安排完这一切,阎埠贵长长地舒了一口气,感觉自己就像一个运筹帷幄、决胜千里的大将军。他看着账本上自己列出的“作战计划”,满意地点了点头。他觉得,只要全家上下统一思想,步调一致,把这场“穷”的戏演好了,演真了,就一定能化险为夷,甚至还能捞个好成分。

……

与此同时,斜对门的五十号院里,却是另一番截然不同的光景。

王小虎正带着弟妹,在院子中央处理着一根从灵草空间里取出来的粗壮松木。这根松木木质紧密,纹理笔直,散发着一股清新的、独属于森林的香气,是做家具的上好材料。

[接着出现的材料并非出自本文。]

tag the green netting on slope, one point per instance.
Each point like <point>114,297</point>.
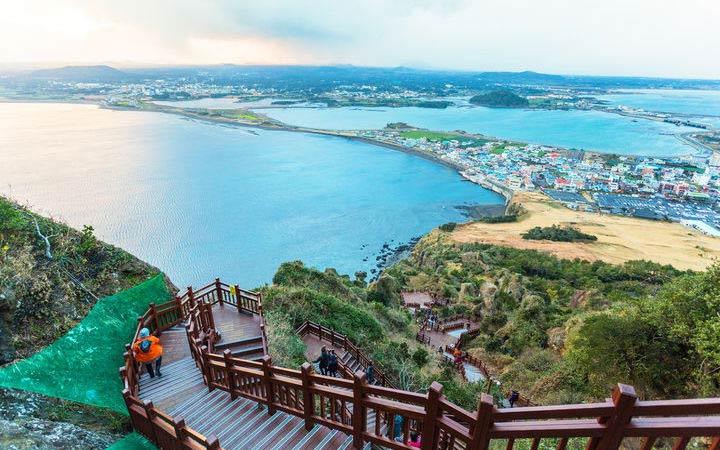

“小牛,来,站稳了,腰挺直,用这把锯子,把这根木头从我画线的地方锯开。”王小虎将一把他用空间里的精钢改造过的手锯递给弟弟。这把锯子他用灵力淬炼过,锯齿锋利无比,吹毛断发。

“好嘞,哥!”王小牛兴奋地应了一声,接过锯子。

经过这段时间的修炼和锻炼,他如今对自身暴涨的力量,已经有了初步的控制。他稳稳地扎了个马步,双手握住锯柄,深吸一口气,眼神专注,然后开始匀速地来回拉动。

“嗤啦……嗤啦……”

锋利的锯子切入木头,发出清脆而富有节奏的声响。金黄色的木屑像雪花一样,纷纷扬扬地飘落下来,在阳光下闪着光。王小牛的动作不快,但极其稳定,每一分力都用在了刀刃上,不多一分,不少一分。那根寻常壮汉都得费半天劲的松木,在他的努力下,被平平整整地一分为二,切口光滑如镜,几乎不用再打磨。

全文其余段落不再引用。